А люди тропкой в полях шагают,
куда — не знают.
Солнышко светит,
птички летают,
играют дети,
цветы срывают.
Идут, а если б не захотели?
Погнали бы силой.
Идут, не зная
ужасной цели.
— Что-то теперь дома? — шепчет Зося.
— Думают о нас, — говорит Бася.
После ужина мы долго поем коляды. Наступает ночь. За окном мелькает силуэт шагающего часового. Наверное, озяб. Неля подымается, подходит к ведру, наполненному праздничным ужином, кладет в миску дымящуюся капусту с картошкой и выносит на улицу часовому. Видим в окно, как он, растроганный, берет миску у Нели и тихо говорит:
— Спасибо.
Неля возвращается на свое место. Пение прекратилось. Мы холодно смотрим на нее. Неля, смутившись, объясняет:
— Ну и что же такого? Несчастный, замерзший человек. Разве он виноват, что в его стране фашизм? Ведь сегодня сочельник.
Никто ей не отвечает.
Входит капо. Говорит, что Янда просила передать нам праздничные пожелания.

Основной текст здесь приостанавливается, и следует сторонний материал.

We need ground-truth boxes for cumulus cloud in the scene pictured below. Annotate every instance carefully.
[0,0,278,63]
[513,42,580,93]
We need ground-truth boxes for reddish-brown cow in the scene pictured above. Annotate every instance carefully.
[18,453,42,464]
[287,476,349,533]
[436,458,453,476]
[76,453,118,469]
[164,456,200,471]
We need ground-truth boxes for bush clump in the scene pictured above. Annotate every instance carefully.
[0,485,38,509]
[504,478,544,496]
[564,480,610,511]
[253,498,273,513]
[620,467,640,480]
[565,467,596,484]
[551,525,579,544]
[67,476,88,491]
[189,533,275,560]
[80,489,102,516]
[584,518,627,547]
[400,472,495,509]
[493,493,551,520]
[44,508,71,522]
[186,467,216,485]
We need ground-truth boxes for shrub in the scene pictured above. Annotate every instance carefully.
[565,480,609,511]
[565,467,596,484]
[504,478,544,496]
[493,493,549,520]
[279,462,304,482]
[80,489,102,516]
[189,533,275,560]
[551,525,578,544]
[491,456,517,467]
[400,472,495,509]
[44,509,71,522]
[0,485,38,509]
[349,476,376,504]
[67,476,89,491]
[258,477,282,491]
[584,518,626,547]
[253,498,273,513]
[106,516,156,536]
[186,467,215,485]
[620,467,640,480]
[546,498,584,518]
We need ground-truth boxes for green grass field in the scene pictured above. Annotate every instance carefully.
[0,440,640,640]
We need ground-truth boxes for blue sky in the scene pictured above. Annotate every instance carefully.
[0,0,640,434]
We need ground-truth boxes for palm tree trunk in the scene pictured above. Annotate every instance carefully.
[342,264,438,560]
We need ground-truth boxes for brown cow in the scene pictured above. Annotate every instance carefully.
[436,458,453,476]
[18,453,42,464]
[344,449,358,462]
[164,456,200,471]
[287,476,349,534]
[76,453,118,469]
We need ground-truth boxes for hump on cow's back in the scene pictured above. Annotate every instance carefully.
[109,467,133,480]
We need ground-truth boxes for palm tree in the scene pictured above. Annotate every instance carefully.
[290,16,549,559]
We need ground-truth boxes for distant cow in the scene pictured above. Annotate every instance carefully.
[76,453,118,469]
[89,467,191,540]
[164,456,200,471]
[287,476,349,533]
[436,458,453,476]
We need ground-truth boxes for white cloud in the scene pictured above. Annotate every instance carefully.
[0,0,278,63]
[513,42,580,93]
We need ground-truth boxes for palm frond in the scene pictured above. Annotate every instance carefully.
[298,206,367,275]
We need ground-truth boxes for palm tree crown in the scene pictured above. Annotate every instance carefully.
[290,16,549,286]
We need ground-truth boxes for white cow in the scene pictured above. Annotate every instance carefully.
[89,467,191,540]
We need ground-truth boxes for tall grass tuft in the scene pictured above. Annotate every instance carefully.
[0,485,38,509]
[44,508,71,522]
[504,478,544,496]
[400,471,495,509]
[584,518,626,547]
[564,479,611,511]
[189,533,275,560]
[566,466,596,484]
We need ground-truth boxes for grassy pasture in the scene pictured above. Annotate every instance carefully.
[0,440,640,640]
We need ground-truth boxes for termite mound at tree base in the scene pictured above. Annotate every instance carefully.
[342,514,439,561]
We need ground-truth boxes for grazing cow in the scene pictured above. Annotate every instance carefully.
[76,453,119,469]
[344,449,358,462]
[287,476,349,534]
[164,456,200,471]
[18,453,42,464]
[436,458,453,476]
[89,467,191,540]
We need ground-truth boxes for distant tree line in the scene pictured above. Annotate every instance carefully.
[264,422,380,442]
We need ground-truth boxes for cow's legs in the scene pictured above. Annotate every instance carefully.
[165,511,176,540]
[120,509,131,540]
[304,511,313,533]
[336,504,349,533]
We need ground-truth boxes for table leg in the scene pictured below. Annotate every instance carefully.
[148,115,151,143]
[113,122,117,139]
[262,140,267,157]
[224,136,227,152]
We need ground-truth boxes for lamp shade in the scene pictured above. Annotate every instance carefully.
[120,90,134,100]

Праздник подходит к концу. Можем еще спеть что-нибудь.
Зютка начинает, мы подхватываем:
Смело, Польша, сбрось оковы!..
В дверях появляется улыбающийся шеф — слегка пьяный. Держась за руки, мы продолжаем:
Эй, поляк, примкни штыки…
Шеф хмурится, мелодия его пугает. Но тут же он успокаивается — по-польски ведь он не понимает. А если и догадывается о содержании, предпочитает, очевидно, сегодня не придираться.
Мы возвращаемся в блок. Снег скрипит под ногами, искрится в серебристом свете луны. Ночь тиха, только издали доносится слабый стон. Может быть, это стонет избитый Бедарфом еврей?..
К зауне подъехала машина. Из нее выскочили два эсэсовца. Быстро достали из кузова какой-то прибор и огромный ящик. Как ни всматриваюсь, ничего не могу разобрать. Нас охватило беспокойство. Что это за прибор, что они собираются делать?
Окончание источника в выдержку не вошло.